Une page d'amour

Une page d'amour (paragraphe n°328)

Partie : Partie 1, chapitre IV

La large baie du pavillon était ouverte, et de chaque côté on avait tiré dans leur châssis des glaces mobiles ; de sorte que le jardin se développait de plain-pied, comme au seuil d'une tente. C'était un jardin bourgeois, avec une pelouse centrale, flanquée de deux corbeilles. Une simple grille le fermait sur la rue Vineuse ; seulement, un tel rideau de verdure avait grandi là, que de la rue aucun regard ne pouvait pénétrer ; des lierres, des clématites, des chèvrefeuilles se collaient et s'enroulaient à la grille, et, derrière ce premier mur de feuillage, s'en haussait un second, fait de lilas et de faux ébéniers. Même l'hiver, les feuilles persistantes des lierres et l'entrelacement des branches suffisaient à barrer la vue.
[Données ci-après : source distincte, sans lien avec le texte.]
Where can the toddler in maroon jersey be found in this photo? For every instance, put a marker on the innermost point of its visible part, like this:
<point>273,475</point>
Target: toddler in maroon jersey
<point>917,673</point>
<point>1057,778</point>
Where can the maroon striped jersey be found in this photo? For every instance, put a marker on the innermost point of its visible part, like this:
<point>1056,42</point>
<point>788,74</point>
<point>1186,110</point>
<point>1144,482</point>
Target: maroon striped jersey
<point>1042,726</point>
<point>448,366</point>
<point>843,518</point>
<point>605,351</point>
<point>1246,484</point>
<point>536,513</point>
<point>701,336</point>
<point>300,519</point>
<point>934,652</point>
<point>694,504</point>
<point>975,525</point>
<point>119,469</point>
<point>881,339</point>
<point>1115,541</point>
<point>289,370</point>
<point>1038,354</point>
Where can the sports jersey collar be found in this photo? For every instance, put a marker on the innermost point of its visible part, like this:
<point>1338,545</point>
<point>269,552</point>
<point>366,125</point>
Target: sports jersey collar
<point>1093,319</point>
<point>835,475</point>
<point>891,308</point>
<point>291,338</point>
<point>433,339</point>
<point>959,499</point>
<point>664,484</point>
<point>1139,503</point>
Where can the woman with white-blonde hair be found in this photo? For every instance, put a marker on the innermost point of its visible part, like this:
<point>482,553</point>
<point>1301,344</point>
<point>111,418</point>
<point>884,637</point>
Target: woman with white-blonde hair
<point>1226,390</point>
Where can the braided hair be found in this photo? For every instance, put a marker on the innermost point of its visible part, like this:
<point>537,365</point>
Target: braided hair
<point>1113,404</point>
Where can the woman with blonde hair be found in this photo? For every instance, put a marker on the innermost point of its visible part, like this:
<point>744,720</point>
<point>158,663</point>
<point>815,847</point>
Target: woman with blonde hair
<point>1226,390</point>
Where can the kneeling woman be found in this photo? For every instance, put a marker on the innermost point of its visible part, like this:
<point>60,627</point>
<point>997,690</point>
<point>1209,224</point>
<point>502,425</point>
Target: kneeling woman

Mais le grand charme était, au fond, quelques arbres de haute futaie, des ormes superbes qui masquaient la muraille noire d'une maison à cinq étages. Ils mettaient, dans cet étranglement des constructions voisines, l'illusion d'un coin de parc et semblaient agrandir démesurément ce jardinet parisien, que l'on balayait comme un salon. Entre deux ormes pendait une balançoire, dont l'humidité avait verdi la planchette.